Anyhow, @Nesh Galaxy Force as shown above did not run on System 16 hardware. It was either System Y or System 32 (I'm not sure which), because of the full-screen/sprite rotation. Anyhow, System 16 was very primitive in comparison to the Super Scaler series of hardware, starting with Space Harrier and Outrun and then moving onwards. System 32 in particular was quite hardcore, with several discrete pools of high-speed dual-ported RAM to support massive sprites scaled and rotated, multiple background layers simultaneously and so on. It's very unlikely it could have been squished down to fit a cheap consumer add-on like the 32X in the early 1990s.

Why do they mention 32 bit processors?
Because # of bits in the 1980s/90s were extremely important? :)

For some reason I had faint memories that Sega initially had a 2 CPU console and later I remember ads that talked about 3 processors.
Both Megadrive and SNES had twin processors as standard... Megadrive had MC68k and a Zilog Z80 clone for sound (and Master System backwards compat.) SNES had its 16-bit MOS 6502 derivative CPU and custom Sony sound CPU/DSP.

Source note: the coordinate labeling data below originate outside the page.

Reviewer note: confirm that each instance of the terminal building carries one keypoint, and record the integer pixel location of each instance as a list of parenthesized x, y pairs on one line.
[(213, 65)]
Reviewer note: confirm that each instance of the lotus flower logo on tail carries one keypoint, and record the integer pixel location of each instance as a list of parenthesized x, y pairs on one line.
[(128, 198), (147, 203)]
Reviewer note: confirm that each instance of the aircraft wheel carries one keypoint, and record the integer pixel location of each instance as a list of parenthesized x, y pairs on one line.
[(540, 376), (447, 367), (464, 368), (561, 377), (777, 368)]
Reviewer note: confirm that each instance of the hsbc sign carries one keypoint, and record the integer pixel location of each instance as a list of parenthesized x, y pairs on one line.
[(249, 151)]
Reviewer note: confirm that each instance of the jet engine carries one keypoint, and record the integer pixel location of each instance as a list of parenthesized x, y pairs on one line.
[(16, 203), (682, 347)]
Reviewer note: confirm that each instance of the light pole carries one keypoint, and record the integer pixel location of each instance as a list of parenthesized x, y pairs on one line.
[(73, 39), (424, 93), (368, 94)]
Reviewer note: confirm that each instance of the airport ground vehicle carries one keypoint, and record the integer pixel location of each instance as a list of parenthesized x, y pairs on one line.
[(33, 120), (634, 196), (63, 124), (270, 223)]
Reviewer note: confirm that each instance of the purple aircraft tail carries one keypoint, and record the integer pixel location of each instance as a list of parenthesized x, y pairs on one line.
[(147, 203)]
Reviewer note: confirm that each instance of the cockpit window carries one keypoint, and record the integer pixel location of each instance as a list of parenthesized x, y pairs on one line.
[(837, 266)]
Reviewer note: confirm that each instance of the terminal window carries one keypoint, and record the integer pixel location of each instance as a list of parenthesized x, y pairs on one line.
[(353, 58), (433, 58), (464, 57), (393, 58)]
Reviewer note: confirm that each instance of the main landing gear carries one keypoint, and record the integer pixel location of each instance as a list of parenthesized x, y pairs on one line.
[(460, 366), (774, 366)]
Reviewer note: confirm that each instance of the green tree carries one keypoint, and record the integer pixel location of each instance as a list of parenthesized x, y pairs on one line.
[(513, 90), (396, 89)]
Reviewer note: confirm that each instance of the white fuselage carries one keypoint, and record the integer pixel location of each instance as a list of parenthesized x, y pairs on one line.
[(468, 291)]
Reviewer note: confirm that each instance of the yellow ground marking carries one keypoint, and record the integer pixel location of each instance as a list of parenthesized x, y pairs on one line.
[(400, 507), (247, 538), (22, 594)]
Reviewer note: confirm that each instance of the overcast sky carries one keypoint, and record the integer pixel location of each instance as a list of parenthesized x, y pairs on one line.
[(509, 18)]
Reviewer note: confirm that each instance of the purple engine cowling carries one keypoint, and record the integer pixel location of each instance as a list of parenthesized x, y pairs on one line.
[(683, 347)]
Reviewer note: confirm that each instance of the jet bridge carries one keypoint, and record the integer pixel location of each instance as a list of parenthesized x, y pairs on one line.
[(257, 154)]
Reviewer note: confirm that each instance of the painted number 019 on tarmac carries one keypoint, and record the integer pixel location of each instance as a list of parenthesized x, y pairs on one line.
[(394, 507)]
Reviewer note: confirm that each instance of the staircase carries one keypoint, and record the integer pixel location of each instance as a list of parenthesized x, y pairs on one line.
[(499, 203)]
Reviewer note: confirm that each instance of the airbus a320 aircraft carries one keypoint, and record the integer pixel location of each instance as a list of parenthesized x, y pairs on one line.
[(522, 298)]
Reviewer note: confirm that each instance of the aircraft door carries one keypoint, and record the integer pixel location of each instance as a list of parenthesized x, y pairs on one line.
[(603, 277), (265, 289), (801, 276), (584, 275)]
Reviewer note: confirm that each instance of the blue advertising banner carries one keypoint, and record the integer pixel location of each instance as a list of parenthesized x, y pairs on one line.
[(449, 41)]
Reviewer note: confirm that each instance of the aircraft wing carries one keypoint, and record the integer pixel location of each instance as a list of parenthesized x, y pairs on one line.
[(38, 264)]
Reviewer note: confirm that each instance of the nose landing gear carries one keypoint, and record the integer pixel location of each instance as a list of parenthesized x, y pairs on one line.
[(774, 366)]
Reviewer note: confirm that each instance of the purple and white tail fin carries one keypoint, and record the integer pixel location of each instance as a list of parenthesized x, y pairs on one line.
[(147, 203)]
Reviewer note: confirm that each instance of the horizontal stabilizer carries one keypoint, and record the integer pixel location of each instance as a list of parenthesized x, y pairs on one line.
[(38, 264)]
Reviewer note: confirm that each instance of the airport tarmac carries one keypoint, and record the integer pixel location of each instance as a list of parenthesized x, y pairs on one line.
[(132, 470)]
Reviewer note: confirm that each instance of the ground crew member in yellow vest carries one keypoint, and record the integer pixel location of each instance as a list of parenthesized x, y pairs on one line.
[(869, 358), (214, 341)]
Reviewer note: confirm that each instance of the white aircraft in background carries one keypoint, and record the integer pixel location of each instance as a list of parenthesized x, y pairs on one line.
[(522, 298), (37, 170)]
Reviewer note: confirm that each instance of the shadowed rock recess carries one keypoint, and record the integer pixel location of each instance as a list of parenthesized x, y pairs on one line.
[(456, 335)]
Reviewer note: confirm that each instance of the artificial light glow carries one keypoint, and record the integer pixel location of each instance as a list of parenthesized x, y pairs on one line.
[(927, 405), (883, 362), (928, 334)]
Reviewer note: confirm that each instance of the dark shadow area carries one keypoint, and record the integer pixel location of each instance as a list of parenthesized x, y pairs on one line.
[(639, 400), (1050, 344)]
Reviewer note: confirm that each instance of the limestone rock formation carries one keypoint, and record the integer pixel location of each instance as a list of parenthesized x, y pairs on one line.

3 processors on Megadrive would be possible with SEGA CD addon which had another 12MHz 68k CPU as I recall, or if you count the SVP cartridge addon CPU as used in Megadrive version of Virtua Racing.
 
Last edited:
So why did Sega sometimes adverdise 3 32 bit processors for teh Saturn when it had two?
 
Typo there. I meant 3 32 bit processors.
That was referring to the Sega Saturn.
Well, dependining on how you define "32-bit processor", I believe Saturn had somewhere between 5 and 8 of them. :p

You had the twin Hitachi main CPUs, another Hitachi CPU as CDROM drive/MPEG slot controller, the CPU/DSP integrated into one of the graphics chipset ASICs, there's a MC68k (which is basically a 32-bit CPU on a 16-bit bus), and also a sound DSP in there IIRC. And there's the foreground/background graphics chips themselves which I'm unsure how programmable they are, I think at least one of them runs a display list to draw graphics...? *shrug*
 
Well, dependining on how you define "32-bit processor", I believe Saturn had somewhere between 5 and 8 of them. :p

You had the twin Hitachi main CPUs, another Hitachi CPU as CDROM drive/MPEG slot controller, the CPU/DSP integrated into one of the graphics chipset ASICs, there's a MC68k (which is basically a 32-bit CPU on a 16-bit bus), and also a sound DSP in there IIRC. And there's the foreground/background graphics chips themselves which I'm unsure how programmable they are, I think at least one of them runs a display list to draw graphics...? *shrug*
Hmm....I wonder which one they used as the third in ads. I do remember ads (or gaming mags?) back in the day adverdising 3 and if I recall correctly someone even asked in a mag or somewhere about it and the answer was that Sega upgraded for better performance which I found very odd.